Friday, November 19, 2010

I had a lovely lunch today with Julie Grahame at Danal talking about the future of APAG. We discussed the Phillip and Edith Leonian Foundation that have committed to help sponsor APAG and the various projects we are planning in the coming years. It is a terrific opportunity for us, and I'm thrilled since the timing couldn't be better to help APAG grow and realize the goals the group has had since its inception in 2003. One is a group exhibition and book, (that was spearheaded by Grayson Dantzic) that we will hopefully get off the ground soon!

I went to the Annual Aperture Auction Benefit and Dinner at Chelsea Piers a few weeks ago, which is a great event.
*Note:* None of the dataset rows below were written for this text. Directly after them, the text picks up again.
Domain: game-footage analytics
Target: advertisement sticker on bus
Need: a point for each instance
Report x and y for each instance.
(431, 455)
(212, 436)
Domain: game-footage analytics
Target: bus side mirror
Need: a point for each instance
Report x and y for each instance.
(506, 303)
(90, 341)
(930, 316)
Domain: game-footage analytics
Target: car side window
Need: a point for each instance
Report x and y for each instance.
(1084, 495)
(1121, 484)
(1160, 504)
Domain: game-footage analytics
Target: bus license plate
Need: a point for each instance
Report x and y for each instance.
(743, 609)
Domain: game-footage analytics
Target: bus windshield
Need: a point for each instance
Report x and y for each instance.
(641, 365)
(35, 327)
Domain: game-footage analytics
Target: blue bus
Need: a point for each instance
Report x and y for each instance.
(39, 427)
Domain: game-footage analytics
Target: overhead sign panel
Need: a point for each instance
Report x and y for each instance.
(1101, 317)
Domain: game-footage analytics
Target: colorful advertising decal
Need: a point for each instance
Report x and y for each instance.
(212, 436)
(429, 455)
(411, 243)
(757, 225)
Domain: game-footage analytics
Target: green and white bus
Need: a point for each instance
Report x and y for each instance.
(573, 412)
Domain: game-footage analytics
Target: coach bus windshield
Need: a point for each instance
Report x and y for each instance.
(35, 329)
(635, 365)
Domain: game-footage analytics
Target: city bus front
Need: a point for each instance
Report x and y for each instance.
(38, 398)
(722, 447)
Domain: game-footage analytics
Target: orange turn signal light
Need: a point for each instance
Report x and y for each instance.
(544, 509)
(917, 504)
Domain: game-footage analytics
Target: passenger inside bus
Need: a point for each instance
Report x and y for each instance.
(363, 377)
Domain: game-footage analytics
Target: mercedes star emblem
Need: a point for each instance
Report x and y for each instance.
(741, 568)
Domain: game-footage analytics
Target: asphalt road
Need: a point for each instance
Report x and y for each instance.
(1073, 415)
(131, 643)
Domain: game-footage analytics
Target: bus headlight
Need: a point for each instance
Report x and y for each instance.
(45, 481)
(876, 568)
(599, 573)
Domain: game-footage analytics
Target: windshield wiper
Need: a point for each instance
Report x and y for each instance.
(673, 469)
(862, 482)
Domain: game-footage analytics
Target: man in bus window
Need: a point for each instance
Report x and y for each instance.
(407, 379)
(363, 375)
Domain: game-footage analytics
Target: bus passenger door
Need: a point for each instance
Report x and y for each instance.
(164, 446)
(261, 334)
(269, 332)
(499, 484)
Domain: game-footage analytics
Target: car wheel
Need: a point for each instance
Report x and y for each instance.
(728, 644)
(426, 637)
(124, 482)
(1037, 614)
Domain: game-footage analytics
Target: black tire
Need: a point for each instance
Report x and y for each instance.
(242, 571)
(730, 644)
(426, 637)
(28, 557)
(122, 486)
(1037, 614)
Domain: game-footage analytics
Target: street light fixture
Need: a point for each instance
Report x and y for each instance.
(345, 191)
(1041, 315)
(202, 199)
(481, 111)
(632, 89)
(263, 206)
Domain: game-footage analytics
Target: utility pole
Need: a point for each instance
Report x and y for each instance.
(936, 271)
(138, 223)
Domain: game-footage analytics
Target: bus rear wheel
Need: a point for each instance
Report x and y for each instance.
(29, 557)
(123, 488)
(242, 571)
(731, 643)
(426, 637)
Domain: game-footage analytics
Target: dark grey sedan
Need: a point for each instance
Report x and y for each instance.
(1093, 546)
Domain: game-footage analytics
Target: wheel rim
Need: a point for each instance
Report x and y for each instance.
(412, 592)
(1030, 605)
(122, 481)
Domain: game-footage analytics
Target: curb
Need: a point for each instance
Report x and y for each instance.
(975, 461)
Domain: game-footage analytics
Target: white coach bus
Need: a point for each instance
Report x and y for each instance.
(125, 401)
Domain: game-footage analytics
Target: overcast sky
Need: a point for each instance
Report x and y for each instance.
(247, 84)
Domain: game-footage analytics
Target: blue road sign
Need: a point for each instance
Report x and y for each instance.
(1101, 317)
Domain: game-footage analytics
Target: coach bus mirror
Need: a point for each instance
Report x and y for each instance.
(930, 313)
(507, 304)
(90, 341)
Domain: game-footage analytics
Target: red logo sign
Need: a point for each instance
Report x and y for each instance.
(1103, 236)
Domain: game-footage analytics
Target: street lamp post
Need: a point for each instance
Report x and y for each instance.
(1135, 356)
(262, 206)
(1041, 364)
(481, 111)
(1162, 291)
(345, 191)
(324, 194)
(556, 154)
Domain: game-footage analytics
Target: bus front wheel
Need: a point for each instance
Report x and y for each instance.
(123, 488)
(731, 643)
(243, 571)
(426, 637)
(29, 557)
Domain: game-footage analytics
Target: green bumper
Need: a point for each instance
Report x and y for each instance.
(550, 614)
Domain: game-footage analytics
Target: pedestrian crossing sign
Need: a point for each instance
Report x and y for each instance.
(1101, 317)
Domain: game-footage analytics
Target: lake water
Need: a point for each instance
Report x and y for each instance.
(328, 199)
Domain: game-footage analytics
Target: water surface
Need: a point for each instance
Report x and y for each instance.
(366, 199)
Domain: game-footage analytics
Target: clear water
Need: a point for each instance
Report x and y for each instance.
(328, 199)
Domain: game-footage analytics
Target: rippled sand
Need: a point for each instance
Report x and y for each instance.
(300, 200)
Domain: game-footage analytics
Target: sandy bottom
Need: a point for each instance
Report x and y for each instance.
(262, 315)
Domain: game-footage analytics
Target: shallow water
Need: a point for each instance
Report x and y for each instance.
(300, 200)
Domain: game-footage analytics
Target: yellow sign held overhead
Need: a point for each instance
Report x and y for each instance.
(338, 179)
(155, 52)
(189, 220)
There were many people from the photo industry there including; Howard Greenberg and his wife Ellen, Nancy Lieberman, Bruce and Emily Davidson, Bruce Silverstein, Joel Meyerowitz and many others. I sat with photographer Lindsay McCrum and the collector Henry Buhl. Also, at the table were photographers Lynn Saville and Ellen Wallenstein, who both had photos in the auction.

Later in the week, I attended the Women in Arts Luncheon at the Brooklyn Museum. It featured a conversation with Catherine Morris, the curator of the Elizabeth A. Sackler Center for Feminist Art, and the artist Kara Walker. It was a wonderful exchange, and the luncheon afterwards was full of energy and excitement. I had the pleasure of sitting at Dr. Elizabeth Sackler's table, next to Audrey Flack, and also with Linda Stein. I am donating several photographs to the Sackler Center, which is exciting as I hope they are able to show them at some point in the near future, and because I have now been a Brooklynite for 10 years!

On a different note, I read a very provocative article in this month's Vanity Fair about the artist Larry Rivers, and the controversy with his daughters and some videos he made of them in the 70's. It is a very complicated subject. However, as the daughter of two photographers, I have firsthand knowledge as to what it's like to be photographed my whole life, but never exploited, and have strong feelings about the subject which is too lengthy to write about here.